Bioinformatics tools such as InterProScan, Blast2GO and EnTAP (to name a few) provide the mapping of genes to controlled vocabulary terms, but creating the list of all terms in a vocabulary is still needed prior to enrichment. FUNC-E makes it easy to generate these for common vocabularies such as the Gene Ontology (GO), KEGG (KEGG) and InterPro (IPR).

To use the FUNC-E API to build a list of vocabularies, you must first import the package into your code:

import func_e.vocabs.all as vocabs

To generate a Pandas DataFrame of vocabulary terms from GO, KEGG and IPR use the following function call:

terms = vocabs.getTerms(['GO', 'KEGG', 'IPR'])

Manually Create It

If you are using terms from vocabularies other than GO, KEGG or InterPro, then you must provide the list of terms in a Pandas Dataframe. The columns of this dataframe must match the terms file described above. The column headers must include ID_Space, Vocabulary, Term, Name, Definition.

Provide Features to Term mapping

Next, you must create a Pandas DataFrame that assigns the feature (e.g., gene, transcript or protein) to terms. The terms must be present in the terms DataFrame created in the previous step. The column headers must be Feature and Term.

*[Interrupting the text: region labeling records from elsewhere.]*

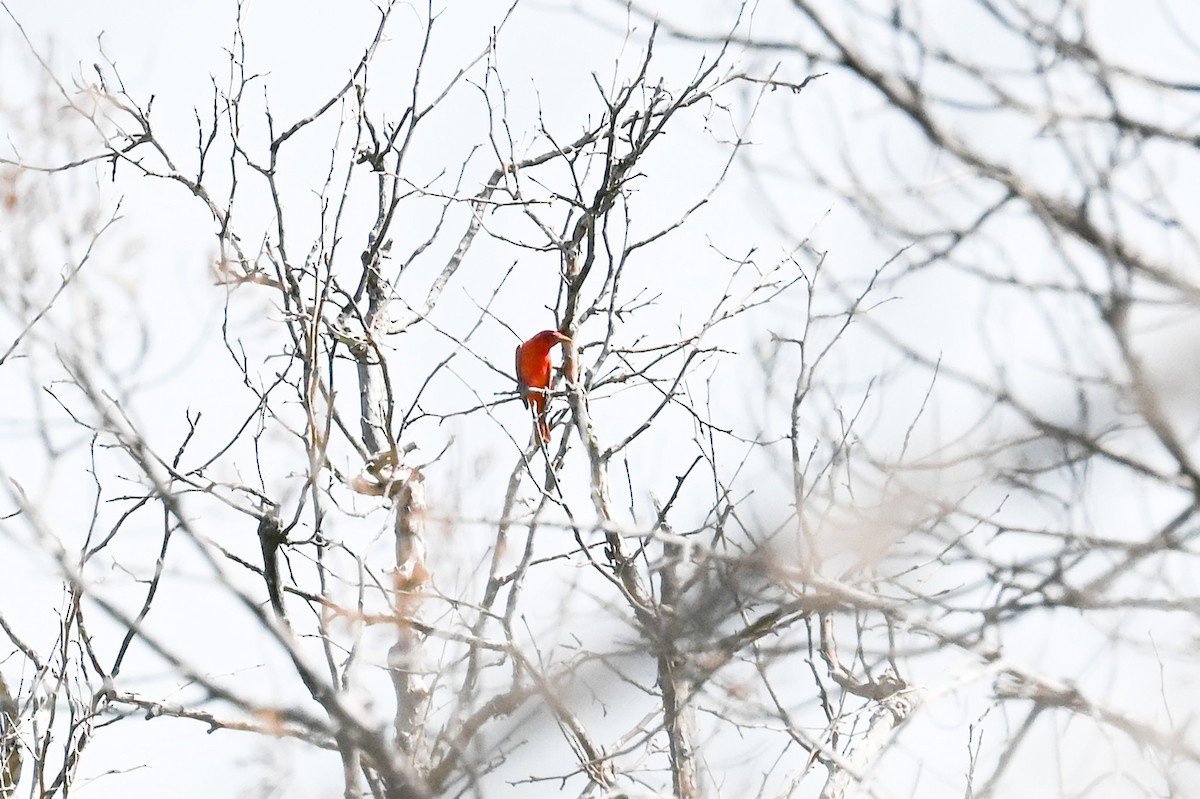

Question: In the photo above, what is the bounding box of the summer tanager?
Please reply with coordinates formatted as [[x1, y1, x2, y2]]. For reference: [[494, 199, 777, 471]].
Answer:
[[517, 330, 570, 441]]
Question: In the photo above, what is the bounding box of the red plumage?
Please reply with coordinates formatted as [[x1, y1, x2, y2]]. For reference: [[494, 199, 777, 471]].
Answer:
[[516, 330, 571, 441]]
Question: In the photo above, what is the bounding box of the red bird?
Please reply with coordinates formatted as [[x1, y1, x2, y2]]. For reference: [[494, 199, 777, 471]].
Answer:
[[517, 330, 571, 441]]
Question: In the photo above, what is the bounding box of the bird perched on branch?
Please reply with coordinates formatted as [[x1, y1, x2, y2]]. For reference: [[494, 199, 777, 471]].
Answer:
[[517, 330, 571, 441]]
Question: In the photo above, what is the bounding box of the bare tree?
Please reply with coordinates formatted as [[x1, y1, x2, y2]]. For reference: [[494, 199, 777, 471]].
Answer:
[[0, 0, 1200, 798]]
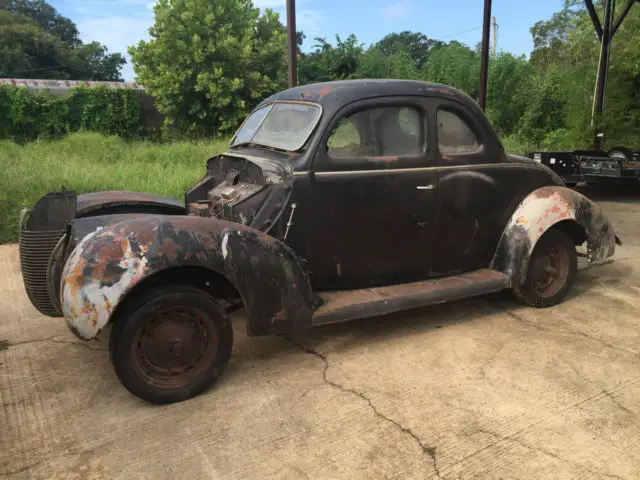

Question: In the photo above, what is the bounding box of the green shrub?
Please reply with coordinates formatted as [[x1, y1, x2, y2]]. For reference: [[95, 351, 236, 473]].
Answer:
[[0, 85, 148, 143]]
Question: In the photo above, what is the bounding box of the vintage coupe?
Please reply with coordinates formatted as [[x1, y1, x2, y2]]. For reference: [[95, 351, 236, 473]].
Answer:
[[20, 80, 621, 403]]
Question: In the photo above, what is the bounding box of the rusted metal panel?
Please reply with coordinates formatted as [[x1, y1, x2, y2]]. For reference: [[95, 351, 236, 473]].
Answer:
[[313, 269, 511, 324], [61, 215, 312, 339], [492, 186, 616, 283]]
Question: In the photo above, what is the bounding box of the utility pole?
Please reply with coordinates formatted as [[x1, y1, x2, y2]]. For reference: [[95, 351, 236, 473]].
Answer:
[[478, 0, 491, 110], [287, 0, 298, 88], [491, 17, 498, 57], [584, 0, 640, 149]]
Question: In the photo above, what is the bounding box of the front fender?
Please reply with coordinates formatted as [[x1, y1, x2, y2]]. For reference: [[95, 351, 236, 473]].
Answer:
[[492, 186, 619, 285], [61, 215, 312, 340]]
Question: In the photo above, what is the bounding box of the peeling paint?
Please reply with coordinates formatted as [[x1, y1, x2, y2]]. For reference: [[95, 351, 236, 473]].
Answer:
[[61, 215, 312, 340], [222, 233, 229, 260], [492, 187, 615, 283]]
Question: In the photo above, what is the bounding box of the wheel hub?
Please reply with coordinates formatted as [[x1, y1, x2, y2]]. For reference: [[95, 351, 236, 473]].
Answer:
[[531, 245, 569, 297], [132, 307, 218, 388]]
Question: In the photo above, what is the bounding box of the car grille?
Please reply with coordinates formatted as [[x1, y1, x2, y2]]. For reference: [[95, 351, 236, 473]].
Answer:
[[20, 230, 65, 317]]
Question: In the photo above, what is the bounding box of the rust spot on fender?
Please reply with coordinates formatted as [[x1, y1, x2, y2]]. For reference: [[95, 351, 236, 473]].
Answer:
[[158, 238, 178, 261], [318, 85, 333, 98]]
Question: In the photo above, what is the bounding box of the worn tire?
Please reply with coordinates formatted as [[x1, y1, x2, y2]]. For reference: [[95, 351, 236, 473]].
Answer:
[[513, 228, 578, 308], [109, 285, 233, 404]]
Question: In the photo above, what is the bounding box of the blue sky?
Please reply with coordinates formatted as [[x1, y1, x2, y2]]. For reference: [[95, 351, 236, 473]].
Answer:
[[49, 0, 563, 80]]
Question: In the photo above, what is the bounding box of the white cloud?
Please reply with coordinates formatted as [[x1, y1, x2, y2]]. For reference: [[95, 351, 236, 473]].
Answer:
[[78, 15, 153, 81], [382, 0, 409, 20]]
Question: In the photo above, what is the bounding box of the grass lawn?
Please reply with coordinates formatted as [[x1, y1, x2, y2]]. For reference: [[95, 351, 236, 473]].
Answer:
[[0, 133, 227, 243]]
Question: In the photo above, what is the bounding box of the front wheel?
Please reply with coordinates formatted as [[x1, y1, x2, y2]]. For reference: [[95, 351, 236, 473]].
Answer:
[[109, 286, 233, 404], [513, 229, 578, 308]]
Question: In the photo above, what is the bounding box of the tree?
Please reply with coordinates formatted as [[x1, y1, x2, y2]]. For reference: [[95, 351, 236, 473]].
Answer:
[[299, 34, 364, 83], [424, 41, 480, 98], [0, 10, 70, 79], [129, 0, 286, 136], [5, 0, 82, 47], [374, 30, 445, 69], [0, 0, 126, 80]]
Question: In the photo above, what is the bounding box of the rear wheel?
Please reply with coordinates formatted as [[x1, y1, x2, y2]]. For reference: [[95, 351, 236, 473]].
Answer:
[[109, 286, 233, 403], [513, 229, 578, 308]]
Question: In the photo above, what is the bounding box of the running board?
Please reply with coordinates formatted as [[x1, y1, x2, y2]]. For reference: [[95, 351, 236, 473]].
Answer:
[[312, 269, 511, 325]]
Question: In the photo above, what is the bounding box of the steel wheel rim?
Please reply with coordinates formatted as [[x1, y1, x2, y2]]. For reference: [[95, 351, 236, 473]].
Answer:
[[531, 243, 570, 298], [131, 305, 219, 388]]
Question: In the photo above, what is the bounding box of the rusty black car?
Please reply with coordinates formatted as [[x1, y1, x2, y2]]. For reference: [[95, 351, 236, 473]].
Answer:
[[20, 80, 621, 403]]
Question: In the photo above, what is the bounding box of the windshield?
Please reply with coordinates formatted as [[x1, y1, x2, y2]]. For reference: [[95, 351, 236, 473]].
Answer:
[[231, 102, 322, 151]]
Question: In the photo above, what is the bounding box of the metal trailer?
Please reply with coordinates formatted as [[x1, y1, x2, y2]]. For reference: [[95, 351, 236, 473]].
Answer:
[[525, 147, 640, 187]]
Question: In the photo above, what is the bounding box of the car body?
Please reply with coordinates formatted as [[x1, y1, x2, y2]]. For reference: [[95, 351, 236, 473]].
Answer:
[[20, 80, 621, 403]]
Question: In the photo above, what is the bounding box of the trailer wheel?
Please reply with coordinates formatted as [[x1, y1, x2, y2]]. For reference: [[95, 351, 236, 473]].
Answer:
[[607, 147, 633, 162], [109, 285, 233, 404], [513, 229, 578, 308]]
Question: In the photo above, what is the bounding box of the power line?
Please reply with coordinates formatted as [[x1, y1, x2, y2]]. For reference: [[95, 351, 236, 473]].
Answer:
[[433, 25, 482, 40]]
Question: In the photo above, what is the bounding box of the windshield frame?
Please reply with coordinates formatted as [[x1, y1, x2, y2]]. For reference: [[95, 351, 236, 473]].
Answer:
[[229, 100, 324, 152]]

Perform Functional Enrichment Analysis

To perform functional enrichment using the FUNC-E API start by importing the FUNC_E class module:

from func_e.FUNC_E import FUNC_E

Next, instantiating a new FUNC_E object.

fe = FUNC_E()

Next, you need to set the p-value cutoff for enrichment testing:

fe.setEnrichmentSettings({
    'ecut': 0.01
})

If you desire, you can change the clustering default settings as well:

fe.setClusteringSettings({
    'similarity_term_overlap': 3,
    'percent_similarity': 0.50,
    'initial_group_membership': 3,
    'multiple_linkage_threshold': 0.50,
    'final_group_membership':  3,
    'similarity_threshold': 0.5
})

The settings have the following meaning:

  • similarity_threshold: This value is used to threshold the kappa scores. Pair-wise kappa scores are calculated for all genes. Kappa scores range between -1 to 1 and provide a measurement as to the similarity of annotations between two genes. Kappa scores greater than this value are considered meaningful and only those gene pairs with scores greater than this threshold are clustered. The default value if not specified is 0.35.
  • similarity_term_overlap: Before kappa statistics are calculated two genes must share a specified number of terms. This parameter sets that minimum value. The default is 4.
  • percent_similarity: Before clustering, seed groups are created, and when creating seed groups we want high quality groups. Therefore, the members of the seed groups must themselves share similarity with all other genes in the group greater or equal than the value specified by this parameter. The default is 0.50 (50 percent)
  • initial_group_membership: When clustering, initial seed groups are created by grouping a gene with all other genes with which it has a significant (> similarity_threshold) kappa score. This parameter sets the minimum number of genes that must exist for a group to be considered a seed group. The default value is 4.
  • multiple_linkage_threshold: After initial seed groups are formed an iterative process attempts to merge seed groups that have a specified percentage of genes in common. This parameter sets this percentage. The default is 0.50 (or seed groups must share 50 percent of genes to be merged).
  • final_group_membership: This parameter sets the minimum number of terms in a cluster after all clustering. If the cluster has fewer terms it is thrown out. The default value is 4.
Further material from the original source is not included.